I’ll save my thoughts about the place of nostalgia in sci-fi for tonight’s exciting Debate at Lolita Bar (preceded at 6pm by Richard Ryan’s nerd-themed birthday party there), and I’ll save my reaction to the Watchmen movie for my upcoming Reason review of it.
But like Churchill anticipating the Cold War while World War II was still in progress, I find my thoughts now turning to the roughly half-dozen other major nerd movies coming our way in 2009. Let us leave aside G.I. Joe and Transformers: Revenge of the Fallen, both of which I think I’ll skip (some things are so franchisey you feel like you’ve already seen them) — and ignore the Wachowski-produced, Straczynski-written Ninja Assassin, which doesn’t seem to have a definite release date (possibly a bad sign), as well as the comics-based Guy Ritchie version of Sherlock Holmes, starring Robert Downey Jr. and Jude Law, since I don’t fully trust Ritchie. That leaves us, by my count, with six essential nerd films for the year after Watchmen.
They are: (1) Wolverine, (2) Star Trek, and (3) Terminator Salvation (all hitting in May), then (4) Harry Potter 6 in July, (5) Whiteout (a comics-based Antarctic crime thriller) on September 11, and (6) James Cameron’s 3D sci-fi epic Avatar in December, starring his old colleague Sigourney Weaver. (A comparable batch are due in 2010 as well, but one thing at a time.)
Seeing a few years in a row of good Marvel and DC Comics characters on the screen makes me think that if tonight’s nerd turnout for the debate is big enough, maybe sometime we should debate the really divisive issue within nerddom: Marvel or DC?

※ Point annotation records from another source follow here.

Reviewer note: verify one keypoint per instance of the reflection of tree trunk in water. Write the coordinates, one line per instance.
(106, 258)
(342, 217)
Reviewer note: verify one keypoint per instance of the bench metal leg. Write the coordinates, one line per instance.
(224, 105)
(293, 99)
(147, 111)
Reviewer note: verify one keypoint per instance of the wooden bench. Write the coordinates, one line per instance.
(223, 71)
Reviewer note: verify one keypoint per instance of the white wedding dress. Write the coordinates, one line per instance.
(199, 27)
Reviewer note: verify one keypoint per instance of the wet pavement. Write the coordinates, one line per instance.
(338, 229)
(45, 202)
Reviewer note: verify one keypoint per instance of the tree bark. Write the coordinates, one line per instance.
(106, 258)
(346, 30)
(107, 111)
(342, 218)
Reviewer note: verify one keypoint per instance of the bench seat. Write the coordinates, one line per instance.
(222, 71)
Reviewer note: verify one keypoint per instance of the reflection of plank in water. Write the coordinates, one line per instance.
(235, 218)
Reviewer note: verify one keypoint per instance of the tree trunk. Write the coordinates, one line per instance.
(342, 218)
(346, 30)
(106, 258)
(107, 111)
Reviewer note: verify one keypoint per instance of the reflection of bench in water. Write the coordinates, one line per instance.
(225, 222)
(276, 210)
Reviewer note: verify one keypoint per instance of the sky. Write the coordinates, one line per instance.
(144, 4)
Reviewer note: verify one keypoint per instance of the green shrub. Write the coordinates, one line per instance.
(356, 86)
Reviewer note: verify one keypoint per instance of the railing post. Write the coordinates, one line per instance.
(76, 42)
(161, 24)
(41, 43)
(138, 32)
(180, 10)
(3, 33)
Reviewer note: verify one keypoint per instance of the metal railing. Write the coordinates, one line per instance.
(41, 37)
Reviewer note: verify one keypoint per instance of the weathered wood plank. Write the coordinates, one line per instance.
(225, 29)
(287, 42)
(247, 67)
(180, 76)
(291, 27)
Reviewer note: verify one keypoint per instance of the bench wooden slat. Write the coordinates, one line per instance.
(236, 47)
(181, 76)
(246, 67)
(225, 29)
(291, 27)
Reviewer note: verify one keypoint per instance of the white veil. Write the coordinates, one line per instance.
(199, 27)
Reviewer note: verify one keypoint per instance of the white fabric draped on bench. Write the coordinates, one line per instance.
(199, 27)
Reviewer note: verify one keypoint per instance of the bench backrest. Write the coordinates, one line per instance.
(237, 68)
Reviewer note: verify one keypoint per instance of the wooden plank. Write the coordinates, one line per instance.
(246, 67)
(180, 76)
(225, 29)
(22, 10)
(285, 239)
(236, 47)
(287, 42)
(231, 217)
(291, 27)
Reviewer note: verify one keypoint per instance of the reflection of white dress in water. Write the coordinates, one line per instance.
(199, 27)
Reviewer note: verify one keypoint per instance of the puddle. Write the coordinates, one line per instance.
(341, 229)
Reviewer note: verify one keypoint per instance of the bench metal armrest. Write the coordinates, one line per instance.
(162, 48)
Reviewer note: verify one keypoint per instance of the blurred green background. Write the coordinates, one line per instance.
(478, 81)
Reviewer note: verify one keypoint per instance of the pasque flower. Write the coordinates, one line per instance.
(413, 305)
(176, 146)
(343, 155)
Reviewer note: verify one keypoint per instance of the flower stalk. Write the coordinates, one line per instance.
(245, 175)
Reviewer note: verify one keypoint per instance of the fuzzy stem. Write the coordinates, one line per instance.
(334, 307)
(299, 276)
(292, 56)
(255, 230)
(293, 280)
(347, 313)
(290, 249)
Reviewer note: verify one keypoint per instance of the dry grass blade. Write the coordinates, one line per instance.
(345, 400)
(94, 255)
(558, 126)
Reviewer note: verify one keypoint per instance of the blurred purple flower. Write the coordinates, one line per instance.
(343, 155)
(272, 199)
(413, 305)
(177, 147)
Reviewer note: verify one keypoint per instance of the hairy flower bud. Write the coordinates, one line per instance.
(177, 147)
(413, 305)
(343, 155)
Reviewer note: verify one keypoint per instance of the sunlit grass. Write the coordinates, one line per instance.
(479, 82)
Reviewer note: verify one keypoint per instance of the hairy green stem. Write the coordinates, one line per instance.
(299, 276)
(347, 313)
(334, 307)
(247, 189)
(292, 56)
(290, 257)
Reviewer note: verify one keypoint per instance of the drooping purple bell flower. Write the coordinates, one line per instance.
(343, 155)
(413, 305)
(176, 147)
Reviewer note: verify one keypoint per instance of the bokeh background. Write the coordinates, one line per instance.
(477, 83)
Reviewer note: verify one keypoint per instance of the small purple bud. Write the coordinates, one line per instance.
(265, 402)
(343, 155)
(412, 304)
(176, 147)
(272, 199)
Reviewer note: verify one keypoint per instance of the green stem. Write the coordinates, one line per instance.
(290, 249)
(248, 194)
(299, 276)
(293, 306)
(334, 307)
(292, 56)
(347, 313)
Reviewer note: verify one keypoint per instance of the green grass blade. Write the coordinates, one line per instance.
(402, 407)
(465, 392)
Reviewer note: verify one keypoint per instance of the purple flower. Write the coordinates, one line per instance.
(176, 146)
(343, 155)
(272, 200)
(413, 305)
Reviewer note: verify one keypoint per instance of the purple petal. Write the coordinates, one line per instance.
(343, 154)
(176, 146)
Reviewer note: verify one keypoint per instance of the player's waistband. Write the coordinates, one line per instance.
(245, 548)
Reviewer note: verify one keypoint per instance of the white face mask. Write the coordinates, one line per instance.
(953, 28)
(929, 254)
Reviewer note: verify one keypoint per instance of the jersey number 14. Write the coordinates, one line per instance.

Nerd friends and I have said in different ways that the Marvel Universe sometimes seems more real than the DCU (though I’ve been mainly a DC guy for years now after being a Marvel loyalist in my youth and will soon be neither). Marvel uses real cities, for instance, and I’ve always said that I feel as if Marvel’s use of government institutions and even alien races seems to be more convincing, with causal reverberations that go on for years — instead of things getting rebooted or swept aside the way they are with greater frequency at DC (much as I love the big rebooting crises themselves). DC, by contrast, has more enduring and iconic characters: fascinating precisely because they are larger than life (like Superman, Batman, and Wonder Woman) but a bit inhuman and immutable at the same time. As in all areas of life, there are tradeoffs. But we can always discuss this tonight at Lolita.
1 comment:
I’m more eager to watch some of the films of 2010.
Particularly this one,
Pride and Predator
If this does indeed pull in big numbers at the box office I want to see them adapt “Jane Eyre” into a film where she vies for the affections of Rochester in a battle to the death with She-Hulk.